The parted children had no true interpreter, so no wonder a gulf opened and widened between them. But Marcel meant well; and David Lindsay was destined to have his turn, when, driven by the very outrage and stress of fate, the lovely heiress should lay her hand and fortune at the feet of the poor fisherman and implore him to take them up.
She did not come home for the happy Christmas holidays. Miss Agrippina represented to her brother that to bring the “Countess Maria” back to the promontory would be to have all the trouble of parting to go through again; that therefore she had best be left to spend her holidays at the school where she was receiving her education.
The gentle colonel, through indolence and good nature, had fallen more and more under the dominion of his maiden aunt, and therefore consented to all her plans.

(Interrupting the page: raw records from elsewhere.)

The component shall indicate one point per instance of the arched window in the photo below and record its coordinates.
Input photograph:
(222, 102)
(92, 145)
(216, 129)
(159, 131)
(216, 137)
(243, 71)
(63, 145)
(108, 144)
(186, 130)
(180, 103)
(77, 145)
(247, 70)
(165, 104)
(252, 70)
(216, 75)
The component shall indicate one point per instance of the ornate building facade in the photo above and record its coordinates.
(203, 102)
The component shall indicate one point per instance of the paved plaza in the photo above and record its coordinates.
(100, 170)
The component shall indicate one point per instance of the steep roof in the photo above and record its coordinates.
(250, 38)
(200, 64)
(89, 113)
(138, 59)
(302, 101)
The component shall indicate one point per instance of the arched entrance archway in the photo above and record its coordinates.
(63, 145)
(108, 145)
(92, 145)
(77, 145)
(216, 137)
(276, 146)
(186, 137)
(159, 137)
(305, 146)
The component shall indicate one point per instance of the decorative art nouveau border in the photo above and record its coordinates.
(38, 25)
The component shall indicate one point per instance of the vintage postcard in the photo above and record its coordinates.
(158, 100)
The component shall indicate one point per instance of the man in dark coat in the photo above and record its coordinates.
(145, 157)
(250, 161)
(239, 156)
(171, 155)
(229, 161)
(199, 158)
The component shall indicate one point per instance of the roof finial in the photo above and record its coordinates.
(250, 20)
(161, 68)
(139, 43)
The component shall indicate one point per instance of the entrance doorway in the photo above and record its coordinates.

So little Glo’ did not come home for her Christmas holidays. But her young uncle, who had not ceased to mourn in secret the absence of his pet, aroused himself from his lethargy, and went to the city, and took his niece from her prison, and spent the Christmas holidays with her at a fashionable hotel, taking her every evening to some place of refined amusement, and so devoting himself to her pleasure that the little rustic had reason to believe that, after all said, the city was the true Arcadia, and life, as “dee-ar Marcel” made it for her, a lovely fairy tale.

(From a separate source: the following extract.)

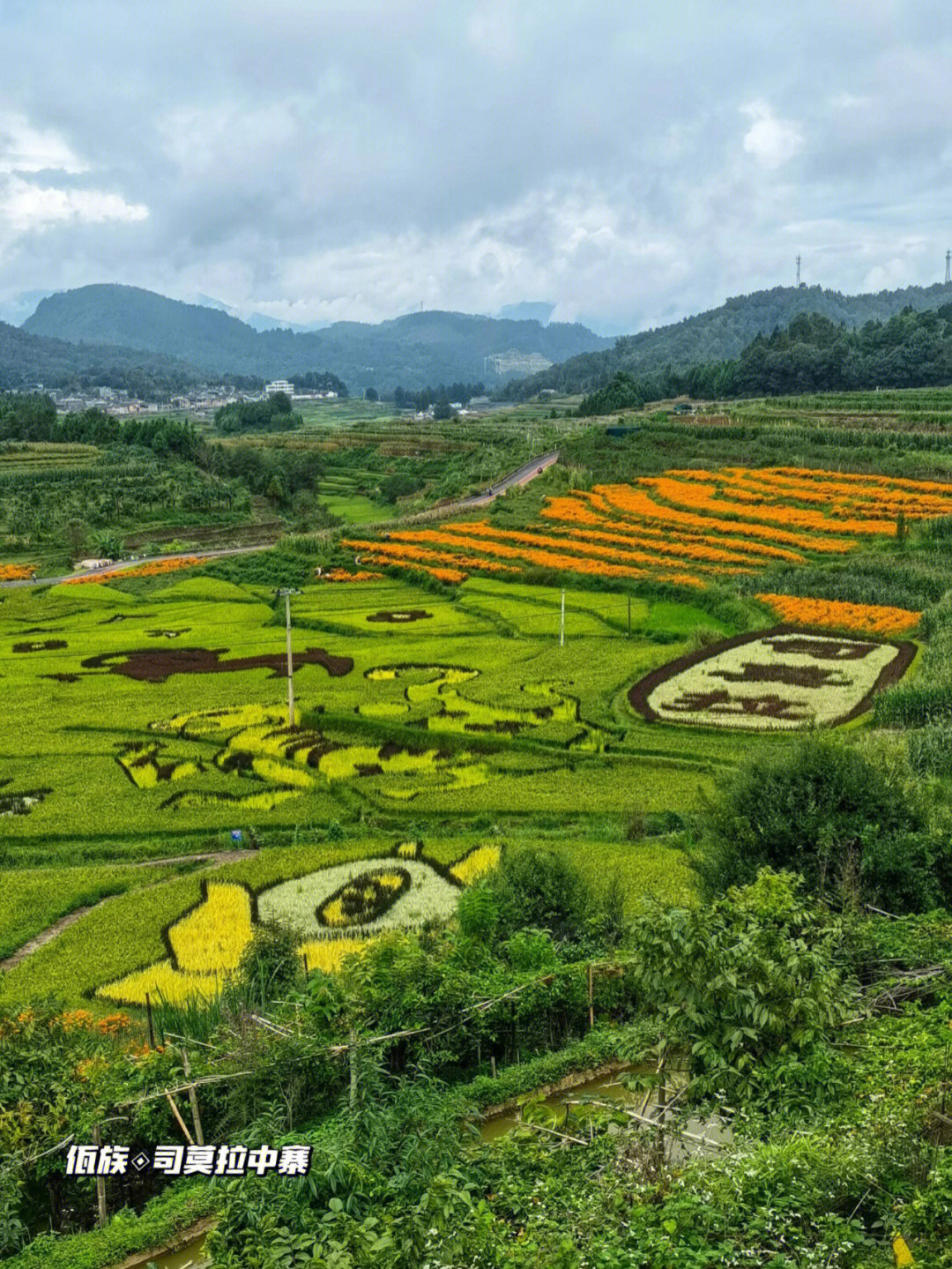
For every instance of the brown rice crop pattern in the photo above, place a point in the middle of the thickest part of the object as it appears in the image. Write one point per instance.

But in all the delights of her new vista of life, she did not yet forget her childhood’s playmate, and amid her many questions about “them all at home,” she did not fail to inquire about “dee-ar David Lindsay.”

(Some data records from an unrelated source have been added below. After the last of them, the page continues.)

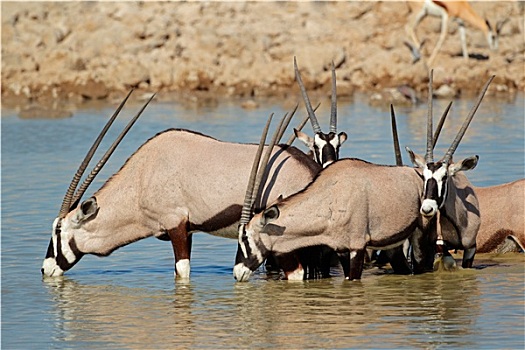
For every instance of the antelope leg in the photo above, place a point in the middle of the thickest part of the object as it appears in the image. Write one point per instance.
(181, 242)
(316, 261)
(398, 261)
(357, 260)
(293, 270)
(468, 257)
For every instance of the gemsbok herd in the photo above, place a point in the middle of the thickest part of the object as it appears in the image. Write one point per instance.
(281, 203)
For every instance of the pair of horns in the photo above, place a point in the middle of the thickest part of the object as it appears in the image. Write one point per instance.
(71, 199)
(397, 150)
(259, 167)
(310, 110)
(431, 140)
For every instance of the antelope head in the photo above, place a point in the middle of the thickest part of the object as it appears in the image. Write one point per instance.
(437, 175)
(493, 33)
(63, 252)
(250, 255)
(325, 147)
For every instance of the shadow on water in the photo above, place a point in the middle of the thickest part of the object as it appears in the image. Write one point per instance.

Her guardian replied that the boy was well and doing well, but had not come to borrow any books yet, and, perhaps, was not so much interested in improving his mind as she had supposed. Boys of his class were not likely to be so.
“But, Marcel, you must interest yourself in him, and not let his interest in his books flag. That was not what I expected of you, Marcel!” said his little monitress, reproachfully.
“I will do better when I return, my darling,” replied her penitent.
“Mind you do, Marcel! He has no father, no guardian even, and who will look after my David Lindsay now I am away, if you do not?”
On the Monday after Twelfth Day he replaced the little student in her school and returned to his own dreary home and musty books.